夏金澤卻哼了一聲,“我等雖然來到了者蠻荒之地,但卻也恪守著我中華各項禮俗,若是連男女大防都不管,與蠻夷又有何異?”
“爹爹!”
“不用說了,我是不許你前往南城就學的!”
“是嗎?”
正說著,下麵傳來了一個聲音,一聽這個聲音,夏金澤大驚失色,夏小曦卻是喜出望外。
塔下正站著一個人,身材頎長挺拔,穿著鑲藍袍,戴著纏棕大帽,挎著繡春刀,麵容微黑,卻英氣逼人,他身旁站著一對同樣年輕的男女,都是英姿勃發。
不遠處,夏金澤的管家似乎有苦說不出。
夏金澤頓時堆起了笑容。
“原來是王爺來了,你怎地不提前知會一聲,也好讓老朽前去碼頭恭候大駕”
張七麵帶微笑,“莫要責怪管家了,我是故意不讓他通知你的,據說杜瓦每天早晚晨鍾暮鼓響起時必上佛塔眺望,本王有些好奇,便想來瞧一瞧”
夏金澤父女趕緊跑了下去。
夏金澤的客房裏,張七坐在上位,夏金澤在一旁陪著,張九、賀九真坐在張七這一邊,夏小曦坐在他父親這一邊。
一番寒暄後,張七開門見山了。
“夏杜瓦”
“王爺有何吩咐?”
“有兩件事需要與您商榷一下”
“王爺但講無妨”
“好,這第一件事,本王已經與密支那宣撫司的宣撫使楊文軒談過了,以往你將玉石生意盈利的三成交給了他,從現在起就不用了,每年給他一成就是了”

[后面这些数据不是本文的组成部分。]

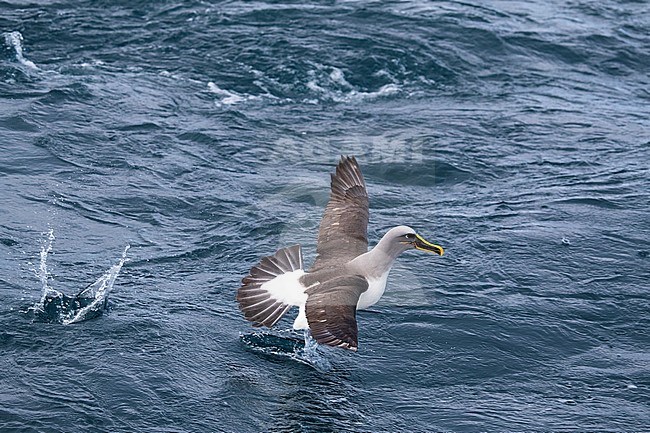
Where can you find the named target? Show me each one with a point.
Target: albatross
(345, 276)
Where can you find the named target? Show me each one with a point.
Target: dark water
(515, 134)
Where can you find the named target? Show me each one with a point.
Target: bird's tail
(272, 287)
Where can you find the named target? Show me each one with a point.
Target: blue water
(515, 134)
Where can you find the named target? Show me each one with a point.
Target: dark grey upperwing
(343, 232)
(331, 310)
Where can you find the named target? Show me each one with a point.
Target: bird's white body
(288, 289)
(376, 288)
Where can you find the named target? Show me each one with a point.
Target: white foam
(228, 97)
(15, 41)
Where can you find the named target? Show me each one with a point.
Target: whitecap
(15, 40)
(228, 97)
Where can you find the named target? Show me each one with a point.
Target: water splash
(312, 354)
(42, 273)
(307, 352)
(97, 292)
(56, 307)
(15, 40)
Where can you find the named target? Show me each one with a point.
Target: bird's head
(408, 238)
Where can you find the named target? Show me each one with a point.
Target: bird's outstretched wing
(331, 310)
(343, 232)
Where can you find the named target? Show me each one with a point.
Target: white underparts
(286, 288)
(376, 288)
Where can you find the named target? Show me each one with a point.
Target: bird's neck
(379, 260)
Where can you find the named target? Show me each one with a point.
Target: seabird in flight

“萬萬不可!”,夏金澤急道,“雖然他不敢打過來,但我等采掘玉石都需要到他的領地裏去,若是沒有他向下麵各山寨打招呼,我的人必定寸步難行”
“何況,據我所知,那三成盈利他也不是獨吞了,其中的一成也分給了其它山寨的小土司”
張七悠閑地地喝了一口茶,“這一節,本王已經知悉,杜瓦照做就是,有什麽麻煩,本王接住就是了,你無須擔心”
“這”
“好了,不瞞你,永昌府是本王封地,按說那裏的農戶無須向大明官府繳納賦稅,所獲按照規製上繳給我就行了”
“時下我大明雖然收複了整個雲南,不過依舊是敵強我弱,形勢危急,故此朝廷在雲南的賦稅極為沉重,約莫五成,還要服勞役,百姓的負擔確實很重”
“而永昌府的農戶上繳給我的賦稅隻有三成,且無勞役的麻煩,於是大量的人口從臨近州府湧到了永昌府”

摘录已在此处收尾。